I am attempting to derive the quadratic formula by completing the square on the generic generic expression:
$$ax^2+bc+c=0$$
I'm struggling with the right hand side of the equation which, for the step I'm on I know should be $\frac{b^2-4ac}{4a^2}$. However, I arrive at $\frac{b^2a-4a^2c}{4a^3}$
Here's my working:
(Approach copied largely from textbook)
Start with:
$ax^2+bx+c=0$
Move constant term to the right:
$ax^2+bx=-c$
Divide by $a$ to ensure leading coefficient is 1:
$x^2+\frac{b}{a}x=-\frac{c}{a}$
Calculate the amount needed to complete the square and add to both sides:
$(\frac{1}{2}\times \frac{b}{a})^2$ = $(\frac{b}{2a})^2$ = $\frac{b^2}{4a^2}$
Now add this to both sides:
$x^2+\frac{b}{a}x+\frac{b^2}{4a^2}=\frac{b^2}{4a^2}+-\frac{c}{a}$
Write the left side as a perfect square:
$(x^2+\frac{b}{2a})^2=\frac{b^2}{4a^2}-\frac{c}{a}$
Simplify the right hand side by finding a common denominator:
This is where I'm tripping up
$\frac{b^2}{4a^2}-\frac{c}{a}$
The common denominator will be the product of the denominators so $4a^3$
This doesn't "feel" right and I suspect I should be looking for a "least common denominator" but I don't know what that would be given the existence of the radical.

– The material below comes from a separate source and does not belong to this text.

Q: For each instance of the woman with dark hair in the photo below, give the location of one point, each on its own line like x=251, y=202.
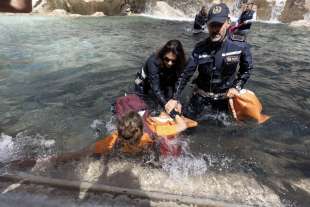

Rewriting using the common denominator $4a^3$ I multiply the numerator and denominator of left side of the minus sign by just $a$. I then multiple the numerator and denominator on the right side of the minus sign by $4a^2$:
$\frac{b^2a}{4a^3}-\frac{4a^2c}{4a^3}$ = $\frac{b^2a-4a^2c}{4a^3}$
How can I arrive at $\frac{b^2-4ac}{4a^2}$?
I know that I'm not done yet after figuring out the above, but it's this in between step I'm tripping up on.
Best Answer
"The common denominator will be the product of the denominators so $4a^3$" -- this is wrong.
The common denominator is $4a^2$, not $4a^3$. You multiply denominators only when they don't have a common factor; here they do.